Lysophosphatidic Acid Acyltransferase Beta (Lpaat Beta) Promotes The Tumor Growth Of Human Osteosarcoma

Background: Osteosarcoma is the most common primary malignancy of bone with poorly characterized molecular pathways important in its pathogenesis. Increasing evidence indicates that elevated lipid biosynthesis is a characteristic feature of cancer. We sought to investigate the role of lysophosphatidic acid acyltransferase beta (LPAAT beta, aka, AGPAT2) in regulating the proliferation and growth of human osteosarcoma cells. LPAAT beta can generate phosphatidic acid, which plays a key role in lipid biosynthesis as well as in cell proliferation and survival. Although elevated expression of LPAAT beta has been reported in several types of human tumors, the role of LPAAT beta in osteosarcoma progression has yet to be elucidated.Methodology/Principal Findings: Endogenous expression of LPAAT beta in osteosarcoma cell lines is analyzed by using semi-quantitative PCR and immunohistochemical staining.
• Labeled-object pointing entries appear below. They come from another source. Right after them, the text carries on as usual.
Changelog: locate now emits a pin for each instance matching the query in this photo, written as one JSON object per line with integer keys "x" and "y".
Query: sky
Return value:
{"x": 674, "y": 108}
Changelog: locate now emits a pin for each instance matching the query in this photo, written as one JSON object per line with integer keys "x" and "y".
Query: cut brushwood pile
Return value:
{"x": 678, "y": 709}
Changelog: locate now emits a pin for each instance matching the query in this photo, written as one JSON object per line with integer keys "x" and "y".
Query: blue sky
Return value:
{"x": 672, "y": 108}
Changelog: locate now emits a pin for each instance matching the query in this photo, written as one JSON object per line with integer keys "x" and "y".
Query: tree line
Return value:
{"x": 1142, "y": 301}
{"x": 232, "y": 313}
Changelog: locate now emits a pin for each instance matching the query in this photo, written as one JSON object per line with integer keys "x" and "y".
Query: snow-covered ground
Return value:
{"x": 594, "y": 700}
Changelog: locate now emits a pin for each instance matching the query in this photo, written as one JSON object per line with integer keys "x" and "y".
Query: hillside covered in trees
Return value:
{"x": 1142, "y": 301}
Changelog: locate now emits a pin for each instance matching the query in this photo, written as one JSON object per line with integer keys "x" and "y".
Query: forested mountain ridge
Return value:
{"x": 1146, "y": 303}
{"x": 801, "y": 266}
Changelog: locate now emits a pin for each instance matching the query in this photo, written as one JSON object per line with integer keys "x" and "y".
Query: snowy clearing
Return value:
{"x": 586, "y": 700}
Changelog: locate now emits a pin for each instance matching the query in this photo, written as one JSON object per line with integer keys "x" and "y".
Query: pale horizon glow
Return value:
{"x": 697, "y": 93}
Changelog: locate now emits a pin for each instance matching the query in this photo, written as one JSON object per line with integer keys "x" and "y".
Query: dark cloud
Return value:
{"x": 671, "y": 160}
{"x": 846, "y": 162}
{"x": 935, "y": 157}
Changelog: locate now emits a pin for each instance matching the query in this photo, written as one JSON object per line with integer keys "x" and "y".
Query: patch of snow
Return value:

Adenovirus-mediated overexpression of LPAAT beta and silencing LPAAT beta expression is employed to determine the effect of LPAAT beta on osteosarcoma cell proliferation and migration in vitro and osteosarcoma tumor growth in vivo. We have found that expression of LPAAT beta is readily detected in 8 of the 10 analyzed human osteosarcoma lines. Exogenous expression of LPAAT beta promotes osteosarcoma cell proliferation and migration, while silencing LPAAT beta expression inhibits these cellular characteristics. We further demonstrate that exogenous expression of LPAAT beta effectively promotes tumor growth, while knockdown of LPAAT beta expression inhibits tumor growth in an orthotopic xenograft model of human osteosarcoma.Conclusions/Significance: Our results strongly suggest that LPAAT beta expression may be associated with the aggressive phenotypes of human osteosarcoma and that LPAAT beta may play an important role in regulating osteosarcoma cell proliferation and tumor growth. Thus, targeting LPAAT beta may be exploited as a novel therapeutic strategy for the clinical management of osteosarcoma. This is especially attractive given the availability of selective pharmacological inhibitors.